Just Dance: Be Free

不正義が生む痛み、苛立ち、怒りを身体に宿す、森のなかのダンス

この作品の出発点となったのは、J. Coleが2014年に発表した楽曲「Be Free」だった。アメリカで黒人の男女が組織的に殺されている現実を告発した曲だ。

「この曲が主に扱っているのは、不正義と奴隷制度。どちらも、今なお世界に存在しています」と、このプロジェクトで振付を手がけたマリク・モハメッドは語る。「そのメッセージに、すぐに心を動かされました。歌詞と、その曲が届けられる方法に触れて、ダンスを通してこの曲を解釈したいと思ったんです」

受賞歴を持つ映像作家アンソニー・ンティが監督した『Be Free』は、抑圧的なシステムのなかで生きる人々が抱える、内側の苦悩を身体で可視化した作品だ。

ンティは、生々しく映画的なスタイルで撮影し、痛みを抱えたダンサーたちの足取りと、ゆっくりと切実に響くサウンドトラックとのあいだに、胸を締めつけるような対比を生み出している。

「ダンスだけを通して物語を語り、このメッセージを伝えるという挑戦に心を奪われました」と監督は語る。

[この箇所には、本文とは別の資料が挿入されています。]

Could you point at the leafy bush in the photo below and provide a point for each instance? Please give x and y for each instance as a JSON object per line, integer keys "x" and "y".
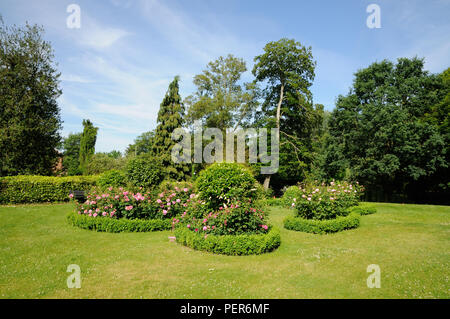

「アーティストである私たちは、自分たちの見た目や属性にかかわらず、作品をつくり、それを見てもらい、認めてもらうために戦わなければならない。僕はその内なる闘いを描きたかったんです」

「ダンスだけを通して物語を語り、このメッセージを伝えるという挑戦に心を奪われました」

『Be Free』に、昨年のBlack Lives Matterの抗議運動の際に拡散された映像と同じ、言葉にならない感情を感じ取る人もいるかもしれない。

その映像に登場したのは、South Central出身のダンサー、ビッグ・モジ。警察の隊列を前に、彼は反抗するようにKrumpを踊っていた。

「痛みも、苛立ちも、怒りも感じることができる。このビデオが伝えているのは、ふたつのことです。いま世界で起きていること。そして、不正義について」とモハメッドは語る。